Tarihimizin en kaliteli yabanci oyuncusu ya Ferdi'dir, ya da Ferrari. Pascal gibi, Ilhan gibi parlayip takimi tasiyan oyuncular olmustur ama hicbirinin uluslararasi kariyeri onlar kadar parlak degildir. Ferdican'i hatirlamayacak kadar kucuktum oynarken, ustelik kariyerinin cok basinda gelmisti. Ferrari'ye denk geldigim icin sansliyim. Adami staddan seyretmek lazim gerci topsuz oyunda yer tutma dersini alabilmek icin. Her mac sonrasi seyirciye tesekkur etmesi, konsantre oyunu ve hata yaptiktan sonra uzuntusu takdire sayan. Gonulden oynuyor ama salt gazdan ibaret degil. Ustun adamlarin gelip takimlara damga vurmasini seyretmek cok keyifli. GS'de bunu Hagi/Popescu yapti mesela. Elde tutmayi basarabilirsek o ayarda bir degerdir benim icin Ferrari.

Sivok, Fink gibi duz adamlar da kabulum. Gogus goguse carpismadan kacinmayan, isyankar futbolcular. 10 sene oynasalar bir kere bile deplasmana gitmemek icin bilerek sari kart gormezler gibi geliyor.

Holosko en buyuk potansiyelli oyuncumuz. Bilegi kirildigi icin bu sene heba oldu sanki ama dunya kupasinda parlama sansi var hala. Agzindan lokmasini alsan ses cikarmaz, tekme atsan kalkar yerini alir frikik icin. Aglamayip isine bakar, delikanli adam.

Bobinho toplamda en fazla gol atan yabanci forvet. Onu ozel yapan bu formayla pismesidir. Ozellikle Tigana doneminde ustune koyarak kendini cok gelistirdi. Israrla yaziyorum, takimda gol vurusu olan tek oyuncu Bobo'dur. Benim icin gol vurusu ayak iciyle top yere degmeden aglarin icinde eriyen suttur. Adrian Ilie, Alex de Souza bu vuruslari yapabiliyor mesela. Bilek yumusak olacak bir kere. Bir de pozisyon sezgisi cok kuvvetli.
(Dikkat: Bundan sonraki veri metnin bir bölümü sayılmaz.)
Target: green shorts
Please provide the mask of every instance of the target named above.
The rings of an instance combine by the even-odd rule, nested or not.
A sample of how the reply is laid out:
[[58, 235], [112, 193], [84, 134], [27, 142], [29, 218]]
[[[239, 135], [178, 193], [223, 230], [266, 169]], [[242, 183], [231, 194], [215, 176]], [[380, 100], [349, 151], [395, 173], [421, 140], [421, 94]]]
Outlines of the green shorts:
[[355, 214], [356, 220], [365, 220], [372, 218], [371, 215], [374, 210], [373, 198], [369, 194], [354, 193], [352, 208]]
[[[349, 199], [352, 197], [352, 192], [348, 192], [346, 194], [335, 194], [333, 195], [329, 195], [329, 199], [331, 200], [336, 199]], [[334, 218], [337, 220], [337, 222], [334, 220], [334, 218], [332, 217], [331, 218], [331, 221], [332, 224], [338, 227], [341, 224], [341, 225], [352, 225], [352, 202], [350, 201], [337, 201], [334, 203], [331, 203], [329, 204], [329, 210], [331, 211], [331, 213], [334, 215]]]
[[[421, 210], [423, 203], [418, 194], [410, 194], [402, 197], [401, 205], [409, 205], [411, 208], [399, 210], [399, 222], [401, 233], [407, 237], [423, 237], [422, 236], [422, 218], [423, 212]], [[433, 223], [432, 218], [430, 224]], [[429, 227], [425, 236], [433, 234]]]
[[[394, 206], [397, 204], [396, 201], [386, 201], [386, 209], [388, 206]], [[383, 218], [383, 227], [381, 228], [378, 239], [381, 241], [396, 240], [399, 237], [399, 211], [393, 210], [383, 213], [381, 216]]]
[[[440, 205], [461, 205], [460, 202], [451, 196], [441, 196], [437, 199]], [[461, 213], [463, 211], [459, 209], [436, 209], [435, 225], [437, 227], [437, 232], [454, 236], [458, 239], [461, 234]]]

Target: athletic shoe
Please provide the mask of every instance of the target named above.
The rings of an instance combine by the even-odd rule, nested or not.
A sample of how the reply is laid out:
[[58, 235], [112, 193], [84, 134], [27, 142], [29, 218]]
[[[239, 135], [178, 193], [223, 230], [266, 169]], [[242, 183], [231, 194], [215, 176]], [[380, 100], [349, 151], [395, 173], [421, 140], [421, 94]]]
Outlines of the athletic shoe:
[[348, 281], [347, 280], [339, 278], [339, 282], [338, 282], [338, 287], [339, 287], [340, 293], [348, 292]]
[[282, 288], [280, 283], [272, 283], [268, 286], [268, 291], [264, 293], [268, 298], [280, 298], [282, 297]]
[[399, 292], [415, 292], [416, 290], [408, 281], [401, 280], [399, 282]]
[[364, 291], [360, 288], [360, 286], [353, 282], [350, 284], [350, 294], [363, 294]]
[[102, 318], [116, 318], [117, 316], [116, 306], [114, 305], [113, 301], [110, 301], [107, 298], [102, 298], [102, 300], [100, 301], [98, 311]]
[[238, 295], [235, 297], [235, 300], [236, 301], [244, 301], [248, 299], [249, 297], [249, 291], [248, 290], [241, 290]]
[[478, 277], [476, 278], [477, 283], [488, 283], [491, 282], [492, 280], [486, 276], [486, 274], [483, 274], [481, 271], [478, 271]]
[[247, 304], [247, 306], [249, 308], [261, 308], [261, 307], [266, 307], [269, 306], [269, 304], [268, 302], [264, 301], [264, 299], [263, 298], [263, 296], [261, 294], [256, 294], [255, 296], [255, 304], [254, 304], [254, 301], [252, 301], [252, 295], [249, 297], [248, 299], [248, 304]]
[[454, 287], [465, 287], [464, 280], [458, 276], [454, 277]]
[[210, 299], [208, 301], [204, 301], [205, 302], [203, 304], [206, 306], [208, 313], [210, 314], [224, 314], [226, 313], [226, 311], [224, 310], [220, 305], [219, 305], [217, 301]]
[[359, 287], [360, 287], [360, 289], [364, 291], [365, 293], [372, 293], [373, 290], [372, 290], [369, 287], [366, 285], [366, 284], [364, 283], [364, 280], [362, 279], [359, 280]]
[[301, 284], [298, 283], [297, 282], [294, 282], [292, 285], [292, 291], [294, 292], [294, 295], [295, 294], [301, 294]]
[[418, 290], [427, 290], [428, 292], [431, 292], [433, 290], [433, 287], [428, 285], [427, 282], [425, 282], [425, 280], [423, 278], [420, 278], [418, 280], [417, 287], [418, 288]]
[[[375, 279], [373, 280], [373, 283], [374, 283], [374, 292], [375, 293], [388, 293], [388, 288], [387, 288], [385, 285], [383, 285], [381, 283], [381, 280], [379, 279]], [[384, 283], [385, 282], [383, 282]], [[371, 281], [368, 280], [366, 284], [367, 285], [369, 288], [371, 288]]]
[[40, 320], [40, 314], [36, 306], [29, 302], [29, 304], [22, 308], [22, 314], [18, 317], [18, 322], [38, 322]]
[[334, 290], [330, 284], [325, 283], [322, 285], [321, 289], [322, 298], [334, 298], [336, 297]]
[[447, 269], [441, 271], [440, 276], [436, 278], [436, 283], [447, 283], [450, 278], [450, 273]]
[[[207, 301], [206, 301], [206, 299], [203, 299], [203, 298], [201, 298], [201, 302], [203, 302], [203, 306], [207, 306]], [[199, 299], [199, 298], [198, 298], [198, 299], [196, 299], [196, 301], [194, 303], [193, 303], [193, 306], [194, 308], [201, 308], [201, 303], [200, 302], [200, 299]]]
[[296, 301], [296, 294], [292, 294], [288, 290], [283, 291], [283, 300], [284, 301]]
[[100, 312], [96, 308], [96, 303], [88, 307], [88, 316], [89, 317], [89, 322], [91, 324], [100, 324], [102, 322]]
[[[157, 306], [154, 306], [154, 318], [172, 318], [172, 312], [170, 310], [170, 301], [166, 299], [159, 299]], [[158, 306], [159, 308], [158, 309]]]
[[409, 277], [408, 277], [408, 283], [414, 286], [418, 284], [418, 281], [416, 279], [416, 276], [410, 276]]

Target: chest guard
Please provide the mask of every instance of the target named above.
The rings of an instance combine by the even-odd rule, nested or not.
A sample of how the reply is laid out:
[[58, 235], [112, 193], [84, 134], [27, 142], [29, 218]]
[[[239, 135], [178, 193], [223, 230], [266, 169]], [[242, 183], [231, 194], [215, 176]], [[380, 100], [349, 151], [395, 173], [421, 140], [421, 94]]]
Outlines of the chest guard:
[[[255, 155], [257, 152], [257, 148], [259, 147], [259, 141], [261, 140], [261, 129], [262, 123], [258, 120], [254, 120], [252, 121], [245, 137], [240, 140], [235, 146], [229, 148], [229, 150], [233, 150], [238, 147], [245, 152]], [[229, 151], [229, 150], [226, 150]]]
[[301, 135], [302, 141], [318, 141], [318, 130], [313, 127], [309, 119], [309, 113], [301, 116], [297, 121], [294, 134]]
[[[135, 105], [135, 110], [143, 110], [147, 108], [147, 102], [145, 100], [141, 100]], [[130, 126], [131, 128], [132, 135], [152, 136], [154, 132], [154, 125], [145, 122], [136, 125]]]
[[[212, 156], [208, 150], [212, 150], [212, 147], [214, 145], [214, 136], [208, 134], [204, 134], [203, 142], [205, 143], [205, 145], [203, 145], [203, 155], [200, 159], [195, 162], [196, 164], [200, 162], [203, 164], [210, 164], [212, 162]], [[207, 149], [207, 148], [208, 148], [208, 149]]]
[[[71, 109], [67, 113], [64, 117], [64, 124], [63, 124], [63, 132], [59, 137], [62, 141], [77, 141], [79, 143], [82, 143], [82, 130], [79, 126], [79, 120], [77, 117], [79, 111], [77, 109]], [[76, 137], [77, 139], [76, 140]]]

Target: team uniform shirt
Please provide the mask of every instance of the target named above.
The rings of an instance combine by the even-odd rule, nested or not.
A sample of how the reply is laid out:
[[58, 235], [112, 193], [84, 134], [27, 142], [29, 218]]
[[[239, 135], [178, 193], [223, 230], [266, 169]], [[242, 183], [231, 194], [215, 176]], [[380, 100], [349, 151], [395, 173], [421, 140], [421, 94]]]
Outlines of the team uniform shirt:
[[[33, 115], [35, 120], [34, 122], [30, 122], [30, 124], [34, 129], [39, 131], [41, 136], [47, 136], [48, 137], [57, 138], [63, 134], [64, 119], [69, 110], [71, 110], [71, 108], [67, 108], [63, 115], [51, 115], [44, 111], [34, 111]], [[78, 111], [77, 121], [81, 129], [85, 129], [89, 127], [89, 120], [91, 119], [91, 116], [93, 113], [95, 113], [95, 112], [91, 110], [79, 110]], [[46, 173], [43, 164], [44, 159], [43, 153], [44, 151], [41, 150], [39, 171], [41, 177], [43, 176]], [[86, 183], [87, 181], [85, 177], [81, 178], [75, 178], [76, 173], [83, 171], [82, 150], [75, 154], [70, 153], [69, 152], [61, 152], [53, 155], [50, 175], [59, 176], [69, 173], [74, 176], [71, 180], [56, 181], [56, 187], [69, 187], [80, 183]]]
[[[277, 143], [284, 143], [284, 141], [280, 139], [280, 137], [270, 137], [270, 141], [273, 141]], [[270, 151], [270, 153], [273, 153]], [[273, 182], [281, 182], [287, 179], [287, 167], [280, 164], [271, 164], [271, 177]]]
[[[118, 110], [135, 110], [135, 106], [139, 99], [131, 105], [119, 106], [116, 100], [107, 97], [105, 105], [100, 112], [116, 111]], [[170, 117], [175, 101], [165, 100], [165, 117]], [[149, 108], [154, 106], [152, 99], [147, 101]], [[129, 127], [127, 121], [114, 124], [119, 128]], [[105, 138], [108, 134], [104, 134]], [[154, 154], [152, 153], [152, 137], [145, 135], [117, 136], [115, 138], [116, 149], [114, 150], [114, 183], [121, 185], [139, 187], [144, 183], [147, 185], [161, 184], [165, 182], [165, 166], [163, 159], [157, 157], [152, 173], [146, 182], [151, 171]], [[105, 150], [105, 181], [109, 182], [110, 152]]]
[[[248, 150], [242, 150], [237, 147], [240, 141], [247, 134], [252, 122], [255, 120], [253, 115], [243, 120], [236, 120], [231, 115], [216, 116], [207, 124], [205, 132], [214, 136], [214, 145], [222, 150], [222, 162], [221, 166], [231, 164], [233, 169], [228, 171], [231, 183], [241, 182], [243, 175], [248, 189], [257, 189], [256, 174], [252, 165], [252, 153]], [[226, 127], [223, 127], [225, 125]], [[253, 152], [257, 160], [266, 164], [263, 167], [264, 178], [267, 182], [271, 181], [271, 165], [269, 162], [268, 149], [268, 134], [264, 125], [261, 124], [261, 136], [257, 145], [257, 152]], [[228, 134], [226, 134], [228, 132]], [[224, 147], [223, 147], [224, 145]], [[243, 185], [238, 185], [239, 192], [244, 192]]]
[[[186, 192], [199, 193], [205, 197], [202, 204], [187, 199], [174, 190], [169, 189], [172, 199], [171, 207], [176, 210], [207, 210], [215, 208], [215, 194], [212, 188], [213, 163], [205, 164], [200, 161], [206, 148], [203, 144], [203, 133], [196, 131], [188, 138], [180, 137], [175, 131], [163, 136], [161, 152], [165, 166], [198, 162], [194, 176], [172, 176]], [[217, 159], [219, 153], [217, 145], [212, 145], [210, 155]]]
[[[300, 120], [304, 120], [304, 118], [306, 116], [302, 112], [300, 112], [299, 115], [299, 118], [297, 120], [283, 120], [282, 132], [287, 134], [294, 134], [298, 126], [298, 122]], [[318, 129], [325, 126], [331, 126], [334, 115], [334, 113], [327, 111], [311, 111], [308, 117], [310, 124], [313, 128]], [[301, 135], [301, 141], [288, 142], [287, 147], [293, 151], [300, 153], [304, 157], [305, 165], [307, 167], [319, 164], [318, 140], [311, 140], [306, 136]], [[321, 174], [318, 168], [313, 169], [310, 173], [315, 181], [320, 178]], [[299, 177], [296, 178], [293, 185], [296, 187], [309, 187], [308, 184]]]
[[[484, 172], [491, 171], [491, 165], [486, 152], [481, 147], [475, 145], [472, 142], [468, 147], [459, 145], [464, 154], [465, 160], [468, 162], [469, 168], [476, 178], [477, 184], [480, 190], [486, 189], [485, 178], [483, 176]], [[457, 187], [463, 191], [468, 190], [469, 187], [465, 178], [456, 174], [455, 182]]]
Ornegin defans arkasina kosularinda minimal derecede ofsaytta kalir. 20 sene sonra Besiktas'li Bobo olarak hatirlanacaktir, cunku gelisme donemini Istanbul'da yasadi.

Digerleri kadar olmasa da Tello'ya da sempatim var. Kendisi biraz yanar doner, motivasyonu degisken. Bunda Tello'dan cok maas dengesini tutturamayan yonetimin kabahati var elbette. Gecen seneki sampiyonlukta emegi cok, bu sene de baltaya sap olacaksak Tello'nun omuzlarinda yukselerek yapacak takim.

Kadroda pek hazetmedigim birkac oyuncu var, onlar da kisisel gorusum. Mesela Toraman'in gereginden fazla cemkirdigini dusunuyorum. Besiktasliligi tartisilmaz, ama terlik meselesi vs. gibi eksi notlari var. Ekrem'in kimyasi biraz bozuk. Adam calisiyor cabaliyor ama topcu degil. Kaval kemigiyle top istop etmeye calismasi sahada gormek istemememin bir nedenidir. Surekli agir abilik taslayan eski FB kaptani Rustu'nun takimda olmasini istemezdim. Politik goruslerinden de pek hoslanmiyorum, belki bir etkisi vardir. Iyi kaleci, ama BJK kalesine Mrmic gibi cevval apaciler yakisiyor. Runje de karakterli adamdi vesselam. Bako'dan beri kalede bidon ustune bidon goren bunyem icin Rustu gecer not alir, fazlasi degil. Nihat doneli biraz fazla agliyor, duzelme bekliyorum hala. Nobre'yle ilgili yazmaya elim gitmiyor. Elleri yana acip hakeme birsey dediginde kafasina Albatros vurusu yapmak istiyorum gercekten.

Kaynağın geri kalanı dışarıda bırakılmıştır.